3.2 Finding sighted plates using binary search [60 Marks]
This task requires you to complete the simple_binary_plate_finder function in the binary_finder.py module.
In the first task, we made no guarantees about the order of the number plates. Can we make a more efficient algorithm for finding common number plates if we know one of the provided lists (in particular, the stolen list) is given in lexicographic order? Hopefully you answered, "Yes, of course! We can use a binary search!"
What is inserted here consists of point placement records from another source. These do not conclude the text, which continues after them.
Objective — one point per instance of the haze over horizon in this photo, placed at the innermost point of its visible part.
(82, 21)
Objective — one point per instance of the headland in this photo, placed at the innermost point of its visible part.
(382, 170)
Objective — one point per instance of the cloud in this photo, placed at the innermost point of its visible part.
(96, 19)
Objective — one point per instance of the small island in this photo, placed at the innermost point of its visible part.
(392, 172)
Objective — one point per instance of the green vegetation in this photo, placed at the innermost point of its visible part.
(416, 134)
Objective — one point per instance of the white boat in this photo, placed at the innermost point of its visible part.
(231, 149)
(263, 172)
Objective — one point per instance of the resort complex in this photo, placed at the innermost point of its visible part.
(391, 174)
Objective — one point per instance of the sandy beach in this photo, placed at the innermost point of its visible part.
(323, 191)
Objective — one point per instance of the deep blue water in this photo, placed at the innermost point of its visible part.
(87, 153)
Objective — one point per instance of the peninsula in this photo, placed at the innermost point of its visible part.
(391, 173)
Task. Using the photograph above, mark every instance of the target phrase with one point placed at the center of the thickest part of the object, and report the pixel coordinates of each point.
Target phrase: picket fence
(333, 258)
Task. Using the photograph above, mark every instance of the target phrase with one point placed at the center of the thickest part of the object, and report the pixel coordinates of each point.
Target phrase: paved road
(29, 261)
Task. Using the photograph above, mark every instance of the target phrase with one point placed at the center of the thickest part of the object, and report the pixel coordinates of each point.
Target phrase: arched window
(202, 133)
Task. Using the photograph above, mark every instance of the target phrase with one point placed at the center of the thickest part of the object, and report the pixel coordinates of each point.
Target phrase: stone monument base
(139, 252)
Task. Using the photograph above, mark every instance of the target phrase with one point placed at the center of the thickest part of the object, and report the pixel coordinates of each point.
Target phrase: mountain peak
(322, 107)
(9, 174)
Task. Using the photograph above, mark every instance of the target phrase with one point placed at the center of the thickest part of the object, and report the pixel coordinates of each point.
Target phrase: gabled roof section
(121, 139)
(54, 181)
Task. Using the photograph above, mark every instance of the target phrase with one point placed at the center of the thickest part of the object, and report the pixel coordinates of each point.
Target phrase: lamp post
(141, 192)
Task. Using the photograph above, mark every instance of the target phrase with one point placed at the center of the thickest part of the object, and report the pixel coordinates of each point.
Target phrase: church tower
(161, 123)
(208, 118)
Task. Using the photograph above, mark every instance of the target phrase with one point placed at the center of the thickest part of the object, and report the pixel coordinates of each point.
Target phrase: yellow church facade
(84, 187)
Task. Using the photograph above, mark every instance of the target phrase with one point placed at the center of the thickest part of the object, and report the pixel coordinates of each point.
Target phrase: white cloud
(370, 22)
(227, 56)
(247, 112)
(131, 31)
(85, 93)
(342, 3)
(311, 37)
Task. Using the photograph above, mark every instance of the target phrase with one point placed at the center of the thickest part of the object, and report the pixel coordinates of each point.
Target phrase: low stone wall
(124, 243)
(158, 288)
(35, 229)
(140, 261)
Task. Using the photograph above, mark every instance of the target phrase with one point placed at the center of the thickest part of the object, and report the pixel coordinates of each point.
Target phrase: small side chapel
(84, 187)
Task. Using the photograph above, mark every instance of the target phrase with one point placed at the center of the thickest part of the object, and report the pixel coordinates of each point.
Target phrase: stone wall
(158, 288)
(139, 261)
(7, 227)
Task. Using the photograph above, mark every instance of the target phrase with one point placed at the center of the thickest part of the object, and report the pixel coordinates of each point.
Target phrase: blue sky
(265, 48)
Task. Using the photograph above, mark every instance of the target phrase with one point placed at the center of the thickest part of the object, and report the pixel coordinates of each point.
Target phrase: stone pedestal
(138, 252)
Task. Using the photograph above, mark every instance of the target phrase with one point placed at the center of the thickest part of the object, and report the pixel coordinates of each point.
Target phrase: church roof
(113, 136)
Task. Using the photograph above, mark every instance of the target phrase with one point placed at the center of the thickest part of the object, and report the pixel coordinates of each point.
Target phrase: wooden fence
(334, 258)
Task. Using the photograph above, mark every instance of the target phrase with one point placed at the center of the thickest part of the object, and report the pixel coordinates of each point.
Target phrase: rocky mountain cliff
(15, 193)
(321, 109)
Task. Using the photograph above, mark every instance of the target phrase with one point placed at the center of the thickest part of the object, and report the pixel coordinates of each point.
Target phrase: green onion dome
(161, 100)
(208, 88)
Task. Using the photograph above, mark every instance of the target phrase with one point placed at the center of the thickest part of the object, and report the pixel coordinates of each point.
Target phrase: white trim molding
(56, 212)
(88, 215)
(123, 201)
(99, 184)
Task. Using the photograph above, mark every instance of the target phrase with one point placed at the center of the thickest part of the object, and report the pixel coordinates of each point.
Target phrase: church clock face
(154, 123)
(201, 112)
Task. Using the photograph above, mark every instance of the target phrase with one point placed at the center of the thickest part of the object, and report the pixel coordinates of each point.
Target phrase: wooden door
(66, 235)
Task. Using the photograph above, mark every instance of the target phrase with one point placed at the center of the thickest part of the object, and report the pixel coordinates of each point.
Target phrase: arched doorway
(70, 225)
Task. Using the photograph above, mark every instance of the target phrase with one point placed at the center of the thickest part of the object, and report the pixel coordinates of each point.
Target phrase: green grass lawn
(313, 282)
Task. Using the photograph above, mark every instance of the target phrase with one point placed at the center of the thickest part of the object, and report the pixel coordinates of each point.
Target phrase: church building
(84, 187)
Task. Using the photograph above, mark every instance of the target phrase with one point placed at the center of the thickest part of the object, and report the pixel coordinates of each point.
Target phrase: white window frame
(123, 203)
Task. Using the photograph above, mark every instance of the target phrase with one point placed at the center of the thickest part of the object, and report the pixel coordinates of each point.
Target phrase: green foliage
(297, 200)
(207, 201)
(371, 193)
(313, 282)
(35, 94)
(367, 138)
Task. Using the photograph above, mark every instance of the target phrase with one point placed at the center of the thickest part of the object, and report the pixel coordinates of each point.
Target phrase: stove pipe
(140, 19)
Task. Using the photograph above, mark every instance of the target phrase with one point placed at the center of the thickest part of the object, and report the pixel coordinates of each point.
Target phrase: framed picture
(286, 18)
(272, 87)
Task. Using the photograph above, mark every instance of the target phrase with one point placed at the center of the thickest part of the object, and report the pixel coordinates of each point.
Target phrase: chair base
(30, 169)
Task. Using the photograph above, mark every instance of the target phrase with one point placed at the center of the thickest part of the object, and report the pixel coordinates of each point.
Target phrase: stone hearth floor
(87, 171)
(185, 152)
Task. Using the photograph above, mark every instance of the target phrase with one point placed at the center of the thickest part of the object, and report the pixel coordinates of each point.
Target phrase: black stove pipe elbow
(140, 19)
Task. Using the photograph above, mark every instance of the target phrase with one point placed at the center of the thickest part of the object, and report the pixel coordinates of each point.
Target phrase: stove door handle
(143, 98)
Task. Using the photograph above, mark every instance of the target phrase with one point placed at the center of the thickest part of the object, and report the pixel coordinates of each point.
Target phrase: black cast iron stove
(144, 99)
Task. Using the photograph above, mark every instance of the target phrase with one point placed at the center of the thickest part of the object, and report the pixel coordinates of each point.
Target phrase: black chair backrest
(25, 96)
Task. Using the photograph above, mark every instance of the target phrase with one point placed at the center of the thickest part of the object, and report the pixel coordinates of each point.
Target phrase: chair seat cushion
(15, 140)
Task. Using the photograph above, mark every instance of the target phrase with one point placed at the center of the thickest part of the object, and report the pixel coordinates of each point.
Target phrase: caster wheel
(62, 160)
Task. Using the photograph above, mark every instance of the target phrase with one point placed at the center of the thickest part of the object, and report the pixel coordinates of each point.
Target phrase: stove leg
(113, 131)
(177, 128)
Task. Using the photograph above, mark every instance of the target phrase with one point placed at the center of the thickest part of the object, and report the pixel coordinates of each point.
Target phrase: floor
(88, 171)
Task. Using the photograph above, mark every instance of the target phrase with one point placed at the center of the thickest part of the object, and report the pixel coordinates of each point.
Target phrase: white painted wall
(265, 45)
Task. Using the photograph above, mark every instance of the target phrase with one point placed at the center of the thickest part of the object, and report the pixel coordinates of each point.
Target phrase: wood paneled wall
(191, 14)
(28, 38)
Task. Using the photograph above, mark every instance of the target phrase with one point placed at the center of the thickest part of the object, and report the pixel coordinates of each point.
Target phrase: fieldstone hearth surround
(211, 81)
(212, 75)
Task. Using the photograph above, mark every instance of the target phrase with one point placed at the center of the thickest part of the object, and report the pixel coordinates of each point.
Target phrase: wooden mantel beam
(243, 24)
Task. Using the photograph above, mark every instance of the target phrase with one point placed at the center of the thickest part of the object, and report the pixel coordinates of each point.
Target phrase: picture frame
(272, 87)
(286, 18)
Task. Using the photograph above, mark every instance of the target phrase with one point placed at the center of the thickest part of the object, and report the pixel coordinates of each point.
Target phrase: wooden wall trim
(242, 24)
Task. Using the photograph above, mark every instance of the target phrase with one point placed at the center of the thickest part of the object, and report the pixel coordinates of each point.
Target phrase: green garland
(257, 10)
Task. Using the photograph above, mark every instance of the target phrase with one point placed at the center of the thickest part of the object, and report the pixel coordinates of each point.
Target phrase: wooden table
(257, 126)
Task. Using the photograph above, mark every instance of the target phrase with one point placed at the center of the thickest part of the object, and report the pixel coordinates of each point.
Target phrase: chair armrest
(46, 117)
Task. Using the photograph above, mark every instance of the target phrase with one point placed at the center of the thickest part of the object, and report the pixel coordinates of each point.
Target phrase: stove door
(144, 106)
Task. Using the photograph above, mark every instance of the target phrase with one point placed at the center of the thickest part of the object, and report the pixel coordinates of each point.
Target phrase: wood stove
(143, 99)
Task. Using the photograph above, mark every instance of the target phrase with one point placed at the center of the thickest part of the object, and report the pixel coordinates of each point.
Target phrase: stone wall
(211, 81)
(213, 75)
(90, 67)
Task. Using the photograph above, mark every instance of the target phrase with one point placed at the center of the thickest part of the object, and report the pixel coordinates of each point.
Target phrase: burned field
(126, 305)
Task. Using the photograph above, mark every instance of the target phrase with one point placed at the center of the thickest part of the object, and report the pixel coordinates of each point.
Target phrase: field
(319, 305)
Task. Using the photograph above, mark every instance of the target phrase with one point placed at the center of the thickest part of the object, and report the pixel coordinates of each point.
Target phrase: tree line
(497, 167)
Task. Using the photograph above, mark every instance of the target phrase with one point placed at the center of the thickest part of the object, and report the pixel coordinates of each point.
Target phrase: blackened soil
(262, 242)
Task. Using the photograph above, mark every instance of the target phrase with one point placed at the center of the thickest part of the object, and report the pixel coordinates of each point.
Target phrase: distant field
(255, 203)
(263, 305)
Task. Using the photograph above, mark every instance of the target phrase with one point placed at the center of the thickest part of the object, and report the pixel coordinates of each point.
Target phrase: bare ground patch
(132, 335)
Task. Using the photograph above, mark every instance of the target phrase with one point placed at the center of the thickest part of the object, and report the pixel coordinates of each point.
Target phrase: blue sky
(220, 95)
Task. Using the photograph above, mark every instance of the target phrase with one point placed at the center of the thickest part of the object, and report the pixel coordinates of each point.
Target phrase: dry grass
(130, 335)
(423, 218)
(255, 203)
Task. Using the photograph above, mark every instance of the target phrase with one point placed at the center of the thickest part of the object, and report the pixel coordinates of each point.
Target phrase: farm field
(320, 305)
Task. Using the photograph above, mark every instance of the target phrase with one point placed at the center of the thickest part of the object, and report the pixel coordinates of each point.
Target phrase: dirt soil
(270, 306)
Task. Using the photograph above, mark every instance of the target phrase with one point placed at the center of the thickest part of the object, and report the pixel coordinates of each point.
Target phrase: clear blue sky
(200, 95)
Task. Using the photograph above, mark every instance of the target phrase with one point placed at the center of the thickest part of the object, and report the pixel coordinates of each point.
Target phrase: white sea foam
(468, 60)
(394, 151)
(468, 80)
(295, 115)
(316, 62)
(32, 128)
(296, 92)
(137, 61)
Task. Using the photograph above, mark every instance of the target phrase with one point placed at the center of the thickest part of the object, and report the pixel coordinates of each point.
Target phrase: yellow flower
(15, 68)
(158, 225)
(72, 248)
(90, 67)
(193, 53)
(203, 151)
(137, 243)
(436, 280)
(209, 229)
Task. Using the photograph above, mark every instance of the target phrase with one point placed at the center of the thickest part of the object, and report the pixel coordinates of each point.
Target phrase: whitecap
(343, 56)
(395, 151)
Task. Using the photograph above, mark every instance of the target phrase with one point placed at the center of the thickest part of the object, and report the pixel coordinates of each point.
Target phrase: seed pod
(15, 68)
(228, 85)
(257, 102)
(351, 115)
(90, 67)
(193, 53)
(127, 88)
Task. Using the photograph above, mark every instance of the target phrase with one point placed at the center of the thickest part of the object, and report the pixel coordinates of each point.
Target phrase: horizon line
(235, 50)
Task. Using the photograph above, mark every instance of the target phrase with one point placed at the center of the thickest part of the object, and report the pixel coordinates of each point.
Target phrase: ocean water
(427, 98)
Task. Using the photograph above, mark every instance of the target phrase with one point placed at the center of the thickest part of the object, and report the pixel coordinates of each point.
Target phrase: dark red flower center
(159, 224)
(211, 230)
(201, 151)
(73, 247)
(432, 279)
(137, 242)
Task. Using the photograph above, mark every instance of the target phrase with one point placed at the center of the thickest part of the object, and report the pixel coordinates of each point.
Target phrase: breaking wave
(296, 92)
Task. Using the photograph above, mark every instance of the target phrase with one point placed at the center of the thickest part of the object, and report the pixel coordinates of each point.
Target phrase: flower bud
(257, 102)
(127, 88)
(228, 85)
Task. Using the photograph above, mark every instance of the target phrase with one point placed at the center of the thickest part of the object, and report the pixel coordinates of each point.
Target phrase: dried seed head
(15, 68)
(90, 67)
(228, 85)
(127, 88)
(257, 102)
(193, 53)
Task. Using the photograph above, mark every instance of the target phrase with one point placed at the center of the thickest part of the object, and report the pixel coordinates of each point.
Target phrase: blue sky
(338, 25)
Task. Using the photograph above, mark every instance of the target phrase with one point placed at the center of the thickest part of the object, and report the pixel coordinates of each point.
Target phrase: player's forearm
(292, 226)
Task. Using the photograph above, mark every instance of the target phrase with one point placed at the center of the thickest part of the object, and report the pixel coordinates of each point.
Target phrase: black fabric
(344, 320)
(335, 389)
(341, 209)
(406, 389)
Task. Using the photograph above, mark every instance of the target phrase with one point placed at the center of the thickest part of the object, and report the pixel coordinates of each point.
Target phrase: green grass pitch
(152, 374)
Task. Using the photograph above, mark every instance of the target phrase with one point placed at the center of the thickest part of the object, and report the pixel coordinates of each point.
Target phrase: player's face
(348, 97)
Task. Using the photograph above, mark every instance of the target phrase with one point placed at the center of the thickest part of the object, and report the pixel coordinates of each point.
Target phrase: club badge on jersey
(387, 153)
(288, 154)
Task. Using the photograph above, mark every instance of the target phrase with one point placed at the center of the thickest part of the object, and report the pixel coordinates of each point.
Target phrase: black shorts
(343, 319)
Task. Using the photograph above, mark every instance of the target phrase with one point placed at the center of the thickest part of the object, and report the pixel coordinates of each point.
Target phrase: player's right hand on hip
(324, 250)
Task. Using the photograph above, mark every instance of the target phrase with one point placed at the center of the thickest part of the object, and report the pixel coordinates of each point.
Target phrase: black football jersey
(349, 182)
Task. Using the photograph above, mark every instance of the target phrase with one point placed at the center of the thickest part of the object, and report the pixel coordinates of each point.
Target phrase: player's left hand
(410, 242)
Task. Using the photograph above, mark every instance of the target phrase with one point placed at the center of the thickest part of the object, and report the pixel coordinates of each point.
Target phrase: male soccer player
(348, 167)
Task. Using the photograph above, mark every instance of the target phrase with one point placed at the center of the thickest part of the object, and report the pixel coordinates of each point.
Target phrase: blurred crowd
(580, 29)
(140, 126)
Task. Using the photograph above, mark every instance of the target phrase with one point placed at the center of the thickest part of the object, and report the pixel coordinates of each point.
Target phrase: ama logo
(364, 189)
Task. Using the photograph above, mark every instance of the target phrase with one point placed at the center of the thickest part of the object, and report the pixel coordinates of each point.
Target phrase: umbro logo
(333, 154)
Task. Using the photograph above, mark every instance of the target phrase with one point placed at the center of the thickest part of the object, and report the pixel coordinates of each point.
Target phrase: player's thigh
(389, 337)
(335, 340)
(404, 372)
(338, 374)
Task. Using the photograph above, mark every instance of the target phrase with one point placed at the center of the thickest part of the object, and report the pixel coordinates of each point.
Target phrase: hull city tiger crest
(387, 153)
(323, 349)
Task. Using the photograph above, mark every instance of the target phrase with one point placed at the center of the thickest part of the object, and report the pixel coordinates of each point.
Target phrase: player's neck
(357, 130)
For this task you are required to design and implement a function that generates the list of stolen number plates that were sighted by the camera, using binary search to find each NumberPlate from the sighted_list in the stolen_list. You can assume the stolen list will be sorted.
Your function should return a tuple containing the populated list containing the stolen number plates that were sighted NumberPlates and the number of NumberPlate comparisons that the function made (see the example return line in the supplied code). The returned list of NumberPlates should be in the same order that the plates appear in sighted_list.
NOTE: Your binary search must only do one comparison per loop when it is searching the stolen list and should only compare number plates for equality once. This approach will basically narrow the search down to one number plate and then check if that is the one being searched for.
Again you can also use the fact that both lists will contain only unique number plates to allow your function to sometimes stop checking sighted number plates before the end of the sighted plates list is reached.
B
Important: Binary search can be difficult to implement correctly. Be sure to leave sufficient time to solve this task.
— Have fun —
[1] The plate shown on the sign is an example (ie, ABC-123) and trop vite translates to too quick!)